Mereka menyerukan nilai-nilai kebenaran (dakwah). PKS adalah pertautan antara para aktivis yang memiliki latar belakang ‘ulumul syar’i’ dan ‘ulumul kauni’. Mereka berpautan dalam sebuah gerakan ‘dakwah’, yang ingin melakukan perubahan mendasar bagi kehidupan di Indonesia. Inilah motivasi dasar ketika mereka bergabung, mendirikan partai sebagai sebuah representasi gerakan dakwah mereka secara terbuka, sesudah mereka berhasil mengakhiri kekuasaan rejim Orba.
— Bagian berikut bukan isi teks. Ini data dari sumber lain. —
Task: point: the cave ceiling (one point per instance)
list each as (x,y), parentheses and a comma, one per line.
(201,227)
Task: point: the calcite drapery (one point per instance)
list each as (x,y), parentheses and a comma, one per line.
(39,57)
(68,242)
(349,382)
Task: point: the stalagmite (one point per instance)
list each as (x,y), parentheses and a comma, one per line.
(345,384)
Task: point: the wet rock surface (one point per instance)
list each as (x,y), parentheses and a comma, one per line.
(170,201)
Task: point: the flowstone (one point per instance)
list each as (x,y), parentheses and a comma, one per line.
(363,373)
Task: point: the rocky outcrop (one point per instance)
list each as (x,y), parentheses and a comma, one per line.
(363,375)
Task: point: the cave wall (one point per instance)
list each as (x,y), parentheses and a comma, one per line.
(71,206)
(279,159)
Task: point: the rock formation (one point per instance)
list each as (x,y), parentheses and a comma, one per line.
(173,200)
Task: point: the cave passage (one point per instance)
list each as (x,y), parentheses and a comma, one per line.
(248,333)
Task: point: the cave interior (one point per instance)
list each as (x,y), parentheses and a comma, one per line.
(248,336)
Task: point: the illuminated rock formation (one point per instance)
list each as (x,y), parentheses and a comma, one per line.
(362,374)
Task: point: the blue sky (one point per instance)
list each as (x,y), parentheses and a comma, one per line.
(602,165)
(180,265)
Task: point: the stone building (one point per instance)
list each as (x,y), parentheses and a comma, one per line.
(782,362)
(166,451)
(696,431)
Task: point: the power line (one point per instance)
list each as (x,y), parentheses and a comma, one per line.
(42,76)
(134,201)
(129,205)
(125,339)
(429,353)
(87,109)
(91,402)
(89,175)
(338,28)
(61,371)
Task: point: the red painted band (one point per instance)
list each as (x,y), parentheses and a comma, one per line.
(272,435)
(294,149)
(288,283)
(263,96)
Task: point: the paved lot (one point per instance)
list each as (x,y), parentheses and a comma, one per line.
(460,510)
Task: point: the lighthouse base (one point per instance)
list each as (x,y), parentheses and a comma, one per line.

Baru sepuluh tahun. Sekarang banyak kalangan yang dibenak mereka muncul semacam, ‘big question’, (pertanyaan besar), PKS yang dahulu menjadi antitesa dari Golkar dan kekuatan Orba, sekarang menggagas koalisi, dan ingin menjadikan pasangan JK dengan Hidayat Nurwahid. Adakah ini menandakan bahwa PKS sudah mengalami perubahan orientasi dan prinsip, sehingga harus bersanding dengan kekuatan lama Golkar? Adakah tujuan strategis yang ingin dicapai PKS di masa depan, khususnya dengan langkah politik yang diambilnya?
Namun, segalanya menjadi sangat jelas, ke mana langkah politik PKS, setidaknya sejak 2004, dan menjelang akhir-akhir ini, lebh jelas, terutama ketika meninggalnya mantan Presiden Soeharto, Ketua Majelis Syuro PKS, Ustad Hilmi Aminuddin, memberikan maaf kepada Soeharto, dan bahkan meminta kepada Presiden SBY, memaafkannya, meskipun Presiden SBY, tidak melakukannya. Peristiwa yang mengikutinya lagi, memberikan gelar kepada Soeharto sebagai pahlawan dan guru bangsa.
Ini menjadi anti klimaks politik PKS, sepanjang tahun 2009, yang selama ini masih penuh kabut. Dan, masihkah masa depan bangsa Indonesia akan mendapatkan alternative bagi perbaikan kehidupan mereka? Khususnya, dari kekuatan-kekuatan politik yang memiliki idealisme dan nilai-nilai agama (Islam)?
Pertemuan DPP PKS dengan Wapres Jusuf Kalla dan jajaran Golkar, malam ini, merupakan momentum politik, yang sudah memiliki landasan jelas, di mana PKS dan Golkar, memiliki tujuan yang sama, yaitu kekuasaan. Dan, kekuasaan landasannya hanyalah kepentingan. Bukan nilai. Wallahu ‘alam. (m)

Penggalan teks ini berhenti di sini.